On its final voyage after nearly three decades, Discovery, the most traveled rocket ship ever, will be retired after this week's return to Earth.
The hatches between Discovery and the International Space Station were sealed Sunday afternoon, setting the stage for the shuttle's scheduled departure today.
"We're going to miss you," the space station's commander, Scott Kelly, told the six shuttle astronauts. "But most of all we're going to miss Discovery.
"Discovery has been a great ship and has really supported the International Space Station more so, I think, than any other space shuttle. We wish her fair winds and following seas."
Shuttle skipper Steven Lindsey nodded in agreement, then shook hands with Kelly. Lindsey noted that all the mission objectives had been accomplished: The new storage unit carried up by Discovery was installed and unloaded.
Lead flight director Royce Renfrew radioed up congratulations to the two crews before the hatches slammed shut. He said he was "really proud to take Discovery home at the very top of her game," and he credited the astronauts in large part.
Mission Control gave Discovery's astronauts two extra days at the orbiting outpost. They took advantage of the bonus time to empty the storage unit of all the gear that went up inside it. The bonus days stretched the entire mission to 13 days on top of the 352 days already logged during Discovery's previous 38 missions.
In their last hour together, the 12 astronauts amused themselves in the new 21-foot-long, 15-foot-wide storage compartment. Taking turns a few at a time, they performed somersaults in the center of the chamber.
The astronauts were having so much fun that Mission Control was sorry to interrupt. "I hate to ring the recess bell on you," Mission Control radioed, reminding the shuttle crew of one last job remaining before the hatches needed to be shut.
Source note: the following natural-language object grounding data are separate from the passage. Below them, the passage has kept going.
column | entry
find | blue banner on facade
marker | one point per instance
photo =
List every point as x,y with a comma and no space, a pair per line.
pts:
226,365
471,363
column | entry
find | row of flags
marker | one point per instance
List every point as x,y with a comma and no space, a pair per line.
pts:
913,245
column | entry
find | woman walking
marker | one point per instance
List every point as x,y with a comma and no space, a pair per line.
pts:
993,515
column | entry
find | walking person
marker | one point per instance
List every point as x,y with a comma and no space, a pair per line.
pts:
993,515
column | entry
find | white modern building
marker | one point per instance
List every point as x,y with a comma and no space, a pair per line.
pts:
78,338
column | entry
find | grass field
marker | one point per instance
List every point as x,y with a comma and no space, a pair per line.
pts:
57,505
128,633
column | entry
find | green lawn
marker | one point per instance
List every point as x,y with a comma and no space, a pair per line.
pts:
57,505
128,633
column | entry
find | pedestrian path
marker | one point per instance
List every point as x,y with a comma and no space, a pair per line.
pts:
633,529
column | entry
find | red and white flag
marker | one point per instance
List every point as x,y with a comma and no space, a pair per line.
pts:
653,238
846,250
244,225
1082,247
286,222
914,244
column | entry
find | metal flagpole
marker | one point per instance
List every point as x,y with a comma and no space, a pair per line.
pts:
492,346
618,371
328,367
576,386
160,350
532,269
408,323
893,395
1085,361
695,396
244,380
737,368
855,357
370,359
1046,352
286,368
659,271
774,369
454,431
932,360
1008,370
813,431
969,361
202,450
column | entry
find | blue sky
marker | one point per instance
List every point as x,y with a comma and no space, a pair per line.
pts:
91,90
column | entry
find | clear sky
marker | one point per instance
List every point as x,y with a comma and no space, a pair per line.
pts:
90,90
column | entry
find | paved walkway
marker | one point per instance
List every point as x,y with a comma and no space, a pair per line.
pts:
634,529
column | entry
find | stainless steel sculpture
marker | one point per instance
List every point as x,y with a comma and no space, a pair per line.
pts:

Immediately after undocking, Discovery will fly a victory lap of sorts around the orbiting lab, essentially for picture-taking. Then the shuttle astronauts will pull out an inspection boom and survey their ship for any signs of micrometeorite damage.
Landing is scheduled for Wednesday.
Aboard the space station, meanwhile, the crew hopes in the next week or two to unpack the humanoid robot that was left behind. The robot, named R2 for Robonaut 2, is the first humanoid in space.
Mission Control, meanwhile, is monitoring a piece of space junk — an old rocket segment — that is threatening to come too close to the space station on Wednesday. Experts will assess the risk to the station following Discovery's undocking and determine whether the complex will have to move out of the way. The shuttle is not expected to be affected by the debris, officials said.
Only two other shuttle missions remain.
Endeavour is due to blast off April 19 with Kelly's twin brother, Mark, at the controls. Mark is married to Rep. Gabrielle Giffords, who is recuperating from a gunshot to the head.
Atlantis will close out the 30-year shuttle program with a launch at the end of June.
Former astronaut dies: Three-time space shuttle crew member John Lounge, who was part of the first shuttle mission after the 1986 Challenger disaster, is dead at age 64. NASA said in a statement that he died on Tuesday in Houston. A cause of death wasn't released.